Bana göre bunun adı “sınav terörü”dür.

İsterdim ki MEB ve YÖK üyeleri, dün okul çıkışlarında beklesinler ve görsünler…

Bir milletin genç potansiyeli “sınav” adıyla nasıl bir bilimsel teröre kurban ediliyor (Bu arada YÖK ve MEB yetkilileri bu yüzden mi nedir bilinmez, bana sınav görevi vermiyorlar)

2,5 saatlik sınav cenderesinden harap olmuş gençlere baktıkça içim kıyıldı.

İstisnasız kapıdan çıkan her gencin boynu büküktü.

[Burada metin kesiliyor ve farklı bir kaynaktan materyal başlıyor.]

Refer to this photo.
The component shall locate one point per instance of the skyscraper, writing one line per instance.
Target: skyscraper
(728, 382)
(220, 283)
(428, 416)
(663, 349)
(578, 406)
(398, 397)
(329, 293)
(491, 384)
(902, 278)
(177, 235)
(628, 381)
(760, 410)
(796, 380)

Onları merakla bekleyen ebeveynlerin kucak açması bile çoğunun yüzünü güldüremedi.

Bu zulümden kim ne kazanıyor, anlamıyorum.

Sanki bilgisayarın falanca okula yerleştirdiği bir genç nefer, istediği okulu kazanmış mı oluyor?

İşte karşınızda duran, yazısını okuduğunuz kişi böyle bir kurban…

Sayın yetkili ve devletlü büyüklerim…

Himmet edin bu ülkenin gençlerine…

Açın kapıları, isteyen istediği yere kaydını yaptırsın.

Bu şansı sınavla gasp etmenin anlamı ne?

Okuyan/okuyabilen okusun, mezun olsun.

Okuyamayan da ben istedim ama o bölümün bana göre olmadığını anladım, okuyamadım/mezun olamadım, desin.

Giriş sınavlarıyla okulların önüne setler çekmektense daha adaletli olduğuna inandığım bu sisteme geçilmesinin kime ne zararı var.

Yoksa dershaneler konusundaki niyetimiz gerçek değil mi?

Eğitim üzerindeki sınav stresi ve terörü sadece ve sadece dershanelere ve değişime kapalı bürokratik zihniyete hizmet ediyor, bilesiniz.